I am currently writing a URI parser whilst reading the official documentation and noticed that it should be legal to conceal another/multiple schemes within the URI syntax. I would like to be able to specify multiple schemes within a valid URI, like so:
vfs:zip///home/user/test.zip
vfs:zip:file///home/user/test.zip#data/text.log
vfs:zip:file//user:encrypted-password@localhost:127/home/user/test.zip#data/text.log
According to the Generic Syntax (RFC 3986), specifically sections 3 - 3.3 (not all text is listed here):
URI = scheme ":" hier-part [ "?" query ] [ "#" fragment ]

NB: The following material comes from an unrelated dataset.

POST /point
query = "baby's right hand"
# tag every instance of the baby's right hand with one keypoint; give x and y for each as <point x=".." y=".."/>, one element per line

hier-part = "//" authority path-abempty
/ path-absolute
/ path-rootless
/ path-empty
This means that any characters between the first ':' and the first '/' (specifying either authority or path) should be skipped by parsers and still validate the URI, enabling me to provide zero or more schemes (zip, file, http, etc.) after the primary scheme (vfs, in this case), as far as I can tell.
Any thoughts as to whether or not this is correctly understood?
Otherwise, I think I have to provide the additional schemes via the path part or as a query or fragment, although I would prefer to provide them up-front, like the above, in order to preserve the rest of URI from preliminary preprocessing (other than normalization and percent-decoding).